時間の満足度について考察を巡らしてみよう。

この価格に対して、このサービス。
というのは口コミにおける評価基準だ。

私はこのお金を払って、対価としてこれだけのサービスを受けた。
満足、感動すれば点数は高いし。何か不満に思えば点数がおのずと低くなる。もちろん消費者としては大事な視点だし、口コミによってサービスが改善するなど良い循環を生んでいることも間違いない。

飲食店とリラクゼーションに対する口コミは等しいかと言われると
そうではないように感じる。それは【機会数】が絶対的に違うからだ。
飲食は一日2,3食×365日(年)。
リラクゼーションはどうだろう月に1回、年で12回くらいか。通われる平均値でも。

つまりサービス受け手の機会が全然違う。
セラピストは受け手がどれくらいの頻度でリラクゼーションサロンやもみほぐし、マッサージなどに行かれているか、会話のやりとりで把握することが求められる。

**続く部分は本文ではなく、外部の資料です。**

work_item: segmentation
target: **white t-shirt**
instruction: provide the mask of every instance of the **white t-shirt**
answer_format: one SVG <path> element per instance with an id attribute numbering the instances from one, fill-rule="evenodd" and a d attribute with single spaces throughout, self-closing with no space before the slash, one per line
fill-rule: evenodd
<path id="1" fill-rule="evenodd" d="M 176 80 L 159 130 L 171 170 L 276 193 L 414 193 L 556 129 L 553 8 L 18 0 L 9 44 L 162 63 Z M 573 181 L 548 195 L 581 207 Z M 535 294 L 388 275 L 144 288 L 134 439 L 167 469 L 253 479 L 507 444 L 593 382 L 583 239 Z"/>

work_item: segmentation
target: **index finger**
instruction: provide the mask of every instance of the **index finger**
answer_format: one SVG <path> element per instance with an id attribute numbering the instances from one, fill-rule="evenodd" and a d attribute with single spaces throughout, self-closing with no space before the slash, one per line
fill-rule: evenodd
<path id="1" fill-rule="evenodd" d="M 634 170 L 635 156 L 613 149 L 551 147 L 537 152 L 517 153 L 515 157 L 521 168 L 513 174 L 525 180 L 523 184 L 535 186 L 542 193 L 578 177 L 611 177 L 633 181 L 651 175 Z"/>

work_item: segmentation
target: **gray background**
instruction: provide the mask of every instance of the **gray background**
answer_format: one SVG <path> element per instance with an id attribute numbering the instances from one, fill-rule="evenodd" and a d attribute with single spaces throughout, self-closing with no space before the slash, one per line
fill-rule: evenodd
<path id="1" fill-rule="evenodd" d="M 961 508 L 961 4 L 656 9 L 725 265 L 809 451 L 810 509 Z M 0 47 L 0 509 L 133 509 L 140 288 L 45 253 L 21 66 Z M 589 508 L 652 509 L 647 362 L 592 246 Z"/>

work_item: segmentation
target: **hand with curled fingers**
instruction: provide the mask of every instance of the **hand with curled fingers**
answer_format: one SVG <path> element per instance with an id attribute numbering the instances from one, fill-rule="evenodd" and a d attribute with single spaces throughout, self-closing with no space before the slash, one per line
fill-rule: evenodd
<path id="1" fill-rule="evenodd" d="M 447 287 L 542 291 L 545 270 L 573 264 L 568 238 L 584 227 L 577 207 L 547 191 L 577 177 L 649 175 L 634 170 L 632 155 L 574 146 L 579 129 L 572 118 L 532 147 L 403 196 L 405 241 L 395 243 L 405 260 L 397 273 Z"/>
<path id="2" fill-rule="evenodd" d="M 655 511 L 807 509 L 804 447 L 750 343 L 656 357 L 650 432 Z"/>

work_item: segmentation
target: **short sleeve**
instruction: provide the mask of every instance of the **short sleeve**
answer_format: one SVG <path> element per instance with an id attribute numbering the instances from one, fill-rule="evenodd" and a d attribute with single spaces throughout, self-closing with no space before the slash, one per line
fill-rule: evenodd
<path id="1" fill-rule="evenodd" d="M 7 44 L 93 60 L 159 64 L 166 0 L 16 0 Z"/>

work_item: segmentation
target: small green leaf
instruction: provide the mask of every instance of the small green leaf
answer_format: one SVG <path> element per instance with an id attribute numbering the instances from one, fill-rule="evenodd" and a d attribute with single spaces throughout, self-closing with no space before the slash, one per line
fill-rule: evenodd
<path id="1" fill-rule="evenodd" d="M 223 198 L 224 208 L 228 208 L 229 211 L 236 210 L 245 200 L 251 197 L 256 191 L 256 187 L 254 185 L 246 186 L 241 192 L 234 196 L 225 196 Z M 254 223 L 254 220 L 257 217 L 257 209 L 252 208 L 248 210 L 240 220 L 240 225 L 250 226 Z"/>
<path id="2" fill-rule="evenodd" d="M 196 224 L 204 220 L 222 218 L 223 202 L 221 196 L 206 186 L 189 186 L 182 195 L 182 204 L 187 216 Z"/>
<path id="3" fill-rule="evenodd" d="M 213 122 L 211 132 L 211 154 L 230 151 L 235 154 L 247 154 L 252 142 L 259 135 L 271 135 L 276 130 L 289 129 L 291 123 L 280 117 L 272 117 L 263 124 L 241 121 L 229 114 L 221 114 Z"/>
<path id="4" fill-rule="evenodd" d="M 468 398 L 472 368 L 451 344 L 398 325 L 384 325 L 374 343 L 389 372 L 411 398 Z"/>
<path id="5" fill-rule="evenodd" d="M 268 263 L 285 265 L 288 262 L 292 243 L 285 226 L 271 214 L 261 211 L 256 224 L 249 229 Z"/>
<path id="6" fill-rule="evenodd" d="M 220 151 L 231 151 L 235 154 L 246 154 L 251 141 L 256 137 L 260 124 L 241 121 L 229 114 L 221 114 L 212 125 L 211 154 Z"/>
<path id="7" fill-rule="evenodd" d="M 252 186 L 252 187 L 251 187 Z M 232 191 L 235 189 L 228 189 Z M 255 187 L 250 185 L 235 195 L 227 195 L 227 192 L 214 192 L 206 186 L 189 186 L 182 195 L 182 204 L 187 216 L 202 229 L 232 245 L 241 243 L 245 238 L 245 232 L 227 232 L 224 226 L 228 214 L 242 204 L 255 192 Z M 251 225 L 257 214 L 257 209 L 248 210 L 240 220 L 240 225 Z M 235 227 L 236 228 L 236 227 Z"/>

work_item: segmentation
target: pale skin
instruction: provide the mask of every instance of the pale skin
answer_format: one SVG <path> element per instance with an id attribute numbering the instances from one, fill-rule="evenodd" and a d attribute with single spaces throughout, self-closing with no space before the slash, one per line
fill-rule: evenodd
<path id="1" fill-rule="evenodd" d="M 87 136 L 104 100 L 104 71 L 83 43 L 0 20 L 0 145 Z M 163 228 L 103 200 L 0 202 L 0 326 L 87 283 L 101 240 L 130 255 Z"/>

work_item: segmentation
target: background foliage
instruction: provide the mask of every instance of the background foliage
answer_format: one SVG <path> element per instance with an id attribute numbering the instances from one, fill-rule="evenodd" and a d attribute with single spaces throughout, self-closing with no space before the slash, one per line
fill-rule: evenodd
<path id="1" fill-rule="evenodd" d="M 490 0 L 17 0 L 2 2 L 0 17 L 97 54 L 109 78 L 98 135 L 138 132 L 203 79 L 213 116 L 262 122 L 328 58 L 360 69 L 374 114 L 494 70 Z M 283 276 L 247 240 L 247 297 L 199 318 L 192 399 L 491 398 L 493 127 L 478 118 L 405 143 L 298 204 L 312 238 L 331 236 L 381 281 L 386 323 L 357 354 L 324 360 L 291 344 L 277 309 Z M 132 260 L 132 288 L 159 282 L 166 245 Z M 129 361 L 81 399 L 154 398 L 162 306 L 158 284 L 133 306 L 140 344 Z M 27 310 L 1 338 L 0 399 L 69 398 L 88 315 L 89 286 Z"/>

余談だが、はじめてのひとに必要以上に固いですよとか凝ってますよと言うのは、サービスなのだろうがどうなんだろう。
「美容師さんにシャンプーの後頭触ってもらって硬いですよってよく言われるんですよー」というお客様を何十人も見てきた。
硬いですよ、という一言でも言われた瞬間に認知してしまう。
それは人によっては長期記憶になるし、事実となってしまう。
プロフェッショナルなセラピストならば、かける一言にも注意を払いたい。

例えば、人と比べてではなくお客様の前回と今回を比べるのはどうだろう。
「前回より肩回りは柔らかいですね。でも今日は腰回りが張っています。何か変わったことはありましたか?」

話が逸れました。
時間に対する満足度。
フィジカルな関係性、ふれあい、が希薄になっている現代だからこそ
人の心身を慈しみ、感受性を取り戻すようなアプローチ
結果としてそれが、受け手に忘れていた身体性を思い出すトリガーになり、
感受性と取り戻すことは日々の微細な喜びに気付けることにつながるのではないでしょうか。肩書きとか役職、立場はサロンでは関係ありません。
ただの一人の人間として、筋肉の緊張やストレスを診ていく、施術をしていきます。
男であること、女であること。夫であること、妻であること。お母さんであること、お父さんであること。会社員であること、無職であること。何でもいい。何でもないただの自分であることの難しさ。その時間。
願わくばそこに戻っていきたい。
そこに戻るためのお手伝いをしていきたい。